GENMILENIAL.ID — Badan Gizi Nasional (BGN) menjatuhkan sanksi tegas kepada Satuan Pelayanan Pemenuhan Gizi (SPPG) Kalitengah, Tanggulangin, Sidoarjo, Jawa Timur, setelah dugaan keracunan Makan Bergizi Gratis (MBG) menimpa 512 santri Pondok Pesantren (Ponpes) Manba’ul Hikam.
Kasus tersebut terjadi pada Senin, 1 September 2026 sore hingga malam hari.
Insiden ini turut menjadi perhatian setelah sejumlah video ambulans yang menjemput para santri beredar di media sosial.
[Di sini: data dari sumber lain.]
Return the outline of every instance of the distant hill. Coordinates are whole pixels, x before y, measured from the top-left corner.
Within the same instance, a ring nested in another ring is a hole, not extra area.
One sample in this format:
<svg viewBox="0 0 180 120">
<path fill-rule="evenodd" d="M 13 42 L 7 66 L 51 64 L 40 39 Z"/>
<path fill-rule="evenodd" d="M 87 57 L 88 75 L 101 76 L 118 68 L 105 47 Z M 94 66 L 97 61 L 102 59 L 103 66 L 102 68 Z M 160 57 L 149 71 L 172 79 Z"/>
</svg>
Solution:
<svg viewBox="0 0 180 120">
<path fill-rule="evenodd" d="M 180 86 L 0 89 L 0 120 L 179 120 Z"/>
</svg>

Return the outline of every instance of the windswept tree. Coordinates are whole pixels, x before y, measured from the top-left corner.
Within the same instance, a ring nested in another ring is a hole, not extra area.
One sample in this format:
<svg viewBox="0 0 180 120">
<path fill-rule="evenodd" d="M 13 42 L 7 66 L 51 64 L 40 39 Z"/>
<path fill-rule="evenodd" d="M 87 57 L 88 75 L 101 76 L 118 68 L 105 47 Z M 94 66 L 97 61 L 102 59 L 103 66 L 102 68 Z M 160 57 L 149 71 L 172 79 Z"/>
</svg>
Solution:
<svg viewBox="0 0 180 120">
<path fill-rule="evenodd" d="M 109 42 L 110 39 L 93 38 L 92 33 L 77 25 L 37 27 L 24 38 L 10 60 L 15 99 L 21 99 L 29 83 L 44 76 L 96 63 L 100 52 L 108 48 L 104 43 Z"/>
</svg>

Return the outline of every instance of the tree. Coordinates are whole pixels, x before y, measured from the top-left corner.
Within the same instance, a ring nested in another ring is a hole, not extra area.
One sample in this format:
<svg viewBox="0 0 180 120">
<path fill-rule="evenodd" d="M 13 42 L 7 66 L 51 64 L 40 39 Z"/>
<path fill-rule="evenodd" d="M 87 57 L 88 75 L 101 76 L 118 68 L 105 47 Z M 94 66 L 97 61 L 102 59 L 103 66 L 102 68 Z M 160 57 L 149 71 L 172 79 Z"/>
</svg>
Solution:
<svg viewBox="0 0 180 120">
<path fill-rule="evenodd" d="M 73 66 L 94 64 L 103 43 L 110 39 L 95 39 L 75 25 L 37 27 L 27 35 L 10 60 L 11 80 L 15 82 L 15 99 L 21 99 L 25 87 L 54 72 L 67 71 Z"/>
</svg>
Baca Juga: Elektabilitas KDM tembus 59 persen, akankah melawan Prabowo atau menunggu restu?
Sebagai tindak lanjut, BGN memberikan suspend berat terhadap dapur SPPG Kalitengah selama 30 hari. Selain itu, BGN mengusulkan pencopotan kepala SPPG dan penggantian dengan pejabat baru.
SPPG Kalitengah disanksi suspend berat
Deputi Pemantauan dan Pengawasan BGN Ketut Sumeda mengatakan, penghentian sementara operasional dapur SPPG Kalitengah masuk dalam kategori suspend berat.
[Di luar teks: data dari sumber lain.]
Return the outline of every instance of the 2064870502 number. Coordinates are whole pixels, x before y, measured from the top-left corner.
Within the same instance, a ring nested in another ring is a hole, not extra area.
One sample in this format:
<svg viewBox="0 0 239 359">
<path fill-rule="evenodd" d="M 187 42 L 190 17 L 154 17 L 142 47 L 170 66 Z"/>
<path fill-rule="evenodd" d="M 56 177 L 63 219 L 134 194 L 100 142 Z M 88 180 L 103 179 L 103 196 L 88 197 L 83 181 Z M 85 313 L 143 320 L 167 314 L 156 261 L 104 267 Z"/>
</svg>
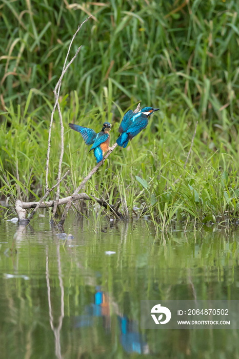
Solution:
<svg viewBox="0 0 239 359">
<path fill-rule="evenodd" d="M 188 309 L 188 315 L 228 315 L 228 309 Z"/>
</svg>

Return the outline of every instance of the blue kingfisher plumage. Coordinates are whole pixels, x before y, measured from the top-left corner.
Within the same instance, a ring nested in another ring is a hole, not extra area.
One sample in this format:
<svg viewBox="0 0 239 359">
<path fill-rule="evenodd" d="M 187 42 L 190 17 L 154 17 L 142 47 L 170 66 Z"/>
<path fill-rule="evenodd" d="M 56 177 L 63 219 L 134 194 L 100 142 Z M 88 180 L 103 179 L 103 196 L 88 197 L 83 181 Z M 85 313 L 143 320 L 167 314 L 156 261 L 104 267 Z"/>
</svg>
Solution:
<svg viewBox="0 0 239 359">
<path fill-rule="evenodd" d="M 79 132 L 87 145 L 92 145 L 90 151 L 94 150 L 94 154 L 96 158 L 97 163 L 103 159 L 103 156 L 109 149 L 110 143 L 110 134 L 111 125 L 109 122 L 104 122 L 102 130 L 96 133 L 94 130 L 88 127 L 84 127 L 79 125 L 68 124 L 70 127 Z"/>
<path fill-rule="evenodd" d="M 142 131 L 148 124 L 148 118 L 159 108 L 144 107 L 137 113 L 132 110 L 126 112 L 121 122 L 118 132 L 121 133 L 116 142 L 119 146 L 125 148 L 129 141 Z"/>
</svg>

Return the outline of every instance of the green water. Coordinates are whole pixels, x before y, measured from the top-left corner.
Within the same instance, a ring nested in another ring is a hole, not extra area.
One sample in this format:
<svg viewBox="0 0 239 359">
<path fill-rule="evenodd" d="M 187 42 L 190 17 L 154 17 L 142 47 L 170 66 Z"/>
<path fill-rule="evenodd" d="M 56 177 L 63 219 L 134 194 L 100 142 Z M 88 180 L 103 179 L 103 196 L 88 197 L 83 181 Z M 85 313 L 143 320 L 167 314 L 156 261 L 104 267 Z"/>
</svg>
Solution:
<svg viewBox="0 0 239 359">
<path fill-rule="evenodd" d="M 140 329 L 141 300 L 237 300 L 239 231 L 149 226 L 2 221 L 0 357 L 239 358 L 238 331 Z"/>
</svg>

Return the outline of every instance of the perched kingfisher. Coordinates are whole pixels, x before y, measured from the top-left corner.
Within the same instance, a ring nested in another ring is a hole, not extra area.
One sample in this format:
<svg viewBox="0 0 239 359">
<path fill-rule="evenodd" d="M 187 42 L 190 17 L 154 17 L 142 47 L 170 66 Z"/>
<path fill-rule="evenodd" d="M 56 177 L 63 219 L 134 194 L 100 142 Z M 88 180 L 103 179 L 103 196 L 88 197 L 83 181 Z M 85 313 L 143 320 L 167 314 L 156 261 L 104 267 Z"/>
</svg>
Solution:
<svg viewBox="0 0 239 359">
<path fill-rule="evenodd" d="M 110 144 L 110 134 L 111 125 L 109 122 L 104 122 L 102 130 L 98 133 L 94 130 L 88 127 L 84 127 L 79 125 L 68 124 L 70 127 L 79 132 L 87 145 L 92 145 L 90 151 L 94 150 L 94 154 L 96 158 L 97 163 L 103 159 L 103 156 L 109 149 Z"/>
<path fill-rule="evenodd" d="M 116 142 L 119 146 L 125 148 L 129 141 L 140 133 L 148 125 L 148 117 L 159 108 L 144 107 L 137 113 L 132 110 L 126 112 L 121 121 L 118 132 L 121 133 Z"/>
</svg>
“Kami juga melakukan suspend berat, dengan kategori berat, selama 30 hari terhadap SPPG Sidoarjo, Tanggulangin," ujar Ketut Sumeda dalam keterangan pers pada Rabu, 2 September 2026.
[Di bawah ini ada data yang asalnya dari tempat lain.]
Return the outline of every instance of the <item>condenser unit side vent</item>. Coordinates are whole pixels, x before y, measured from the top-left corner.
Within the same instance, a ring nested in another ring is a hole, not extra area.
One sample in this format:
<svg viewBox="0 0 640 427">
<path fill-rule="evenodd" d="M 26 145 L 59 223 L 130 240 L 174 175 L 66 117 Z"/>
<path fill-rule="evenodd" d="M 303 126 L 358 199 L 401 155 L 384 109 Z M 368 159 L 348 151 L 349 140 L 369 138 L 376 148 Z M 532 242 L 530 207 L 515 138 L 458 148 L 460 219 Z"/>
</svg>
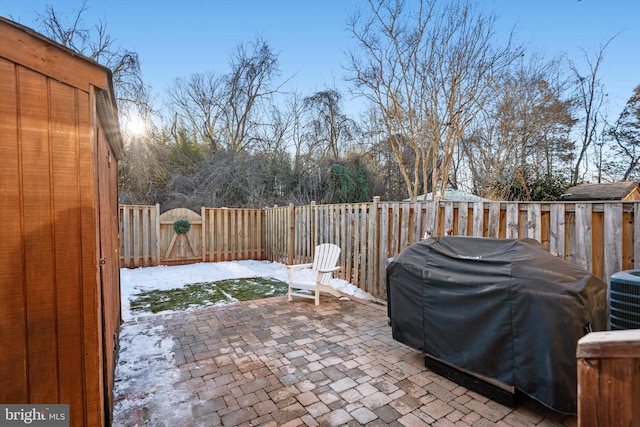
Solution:
<svg viewBox="0 0 640 427">
<path fill-rule="evenodd" d="M 640 329 L 640 270 L 620 271 L 611 276 L 609 327 Z"/>
</svg>

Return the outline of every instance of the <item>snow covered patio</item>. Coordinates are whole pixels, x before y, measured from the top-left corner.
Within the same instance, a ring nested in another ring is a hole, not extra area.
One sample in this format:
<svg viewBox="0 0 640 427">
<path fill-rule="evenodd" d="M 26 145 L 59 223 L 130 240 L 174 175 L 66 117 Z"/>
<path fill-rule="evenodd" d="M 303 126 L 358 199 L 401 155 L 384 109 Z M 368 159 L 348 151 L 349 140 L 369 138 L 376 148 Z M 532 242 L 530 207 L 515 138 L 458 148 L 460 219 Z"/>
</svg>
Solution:
<svg viewBox="0 0 640 427">
<path fill-rule="evenodd" d="M 386 307 L 354 296 L 130 318 L 120 341 L 118 426 L 576 425 L 430 372 L 391 338 Z"/>
</svg>

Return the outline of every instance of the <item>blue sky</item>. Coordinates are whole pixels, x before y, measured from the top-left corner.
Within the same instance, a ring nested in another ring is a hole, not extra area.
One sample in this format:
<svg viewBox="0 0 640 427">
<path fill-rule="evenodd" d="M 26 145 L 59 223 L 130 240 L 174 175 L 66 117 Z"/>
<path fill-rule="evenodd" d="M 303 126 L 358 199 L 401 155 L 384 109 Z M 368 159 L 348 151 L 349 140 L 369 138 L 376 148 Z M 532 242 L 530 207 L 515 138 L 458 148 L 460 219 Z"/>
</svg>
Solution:
<svg viewBox="0 0 640 427">
<path fill-rule="evenodd" d="M 410 1 L 410 0 L 409 0 Z M 362 0 L 88 0 L 84 19 L 98 20 L 123 47 L 136 51 L 145 81 L 160 98 L 177 77 L 228 71 L 230 52 L 262 37 L 279 53 L 289 88 L 303 96 L 344 87 L 345 51 L 352 40 L 346 19 Z M 45 5 L 73 16 L 79 0 L 0 0 L 0 15 L 38 30 Z M 514 25 L 517 38 L 546 58 L 566 53 L 585 69 L 583 50 L 594 53 L 611 37 L 601 79 L 620 112 L 640 84 L 639 0 L 483 0 L 498 15 L 498 30 Z M 615 119 L 614 118 L 614 119 Z"/>
</svg>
Sanksi tersebut diberikan setelah dugaan keracunan dialami ratusan santri Ponpes Manba’ul Hikam usai menyantap menu MBG yang disediakan melalui SPPG tersebut.
Selain penghentian operasional, BGN juga mengusulkan pergantian kepala SPPG.
Kepala SPPG diusulkan untuk dicopot
Ketut mengatakan, BGN tidak hanya memberikan sanksi berupa penghentian sementara operasional dapur. Kepala SPPG yang bersangkutan juga diusulkan untuk dicopot dan digantikan.
“Kami juga mengusulkan kepala SPPG tersebut untuk dicopot dan digantikan. Kita akan fokus dengan penyelamatan kesehatan anak-anak kita ini di beberapa rumah sakit,” lanjutnya.